A presença de militares no governo por si só não significa a “militarização” das políticas públicas, o que não teria a menor chance de dar certo. Mas essa tendência existe, sobretudo quando as concepções dos militares sobre certos assuntos, como a Amazônia, por exemplo, convergem com grandes interesses econômicos (como no caso da mineração) ou de natureza ideológica e religiosa (caso da política indigenista). Entretanto, é inegável que os militares no governo têm revelado mais bom senso diante das crises e conflitos do que a ala ideológica e religiosa que cerca o presidente Jair Bolsonaro.

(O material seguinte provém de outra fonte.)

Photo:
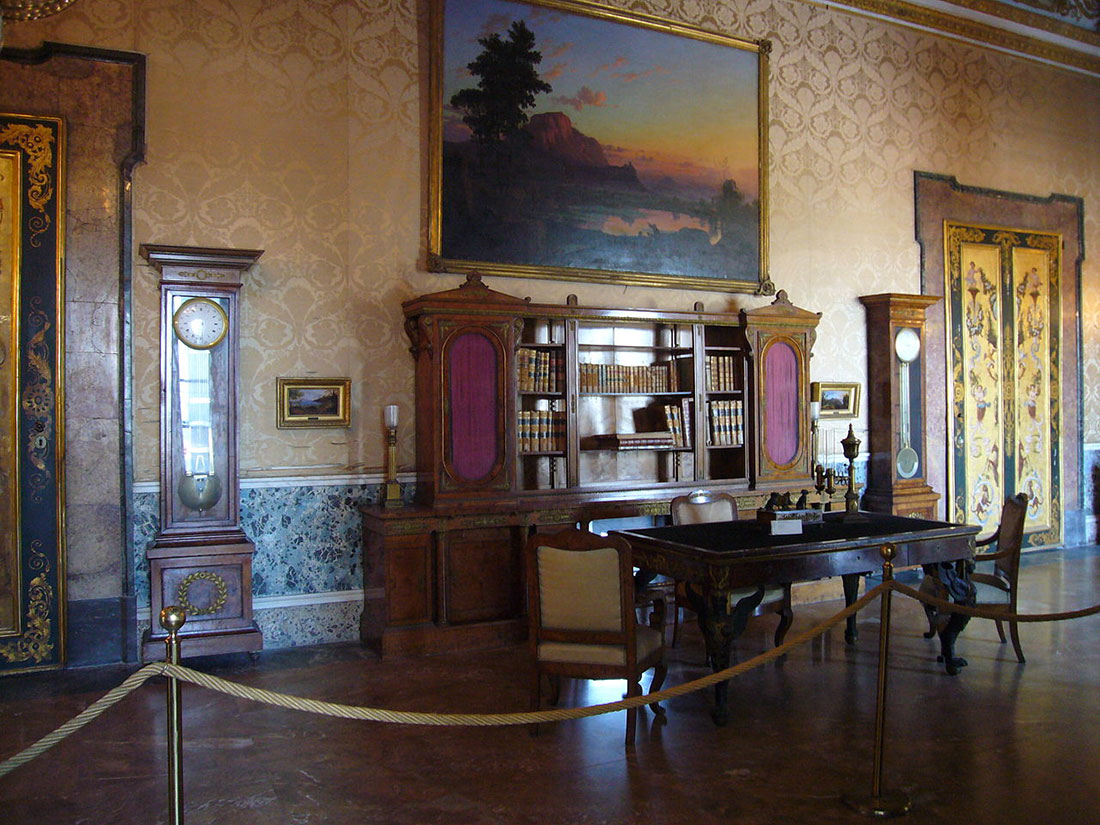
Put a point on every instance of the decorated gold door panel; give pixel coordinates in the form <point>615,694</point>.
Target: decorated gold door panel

Uma outra questão é a relação dos militares com os servidores civis, que têm cultura completamente distinta e mais experiência na gestão da máquina pública. A cooperação entre ambos pode dar mais eficiência à máquina do governo, mas os conflitos e tensões serão inevitáveis em razão dessas diferenças. Todos os estudos sobre a burocracia mostram que a sua eficiência depende da confiança e da observação das normas. E que o “espírito de corpo” dos servidores, sobretudo em funções essenciais do Estado, reage às mudanças de rotina quando impostas sem discussão e negociação.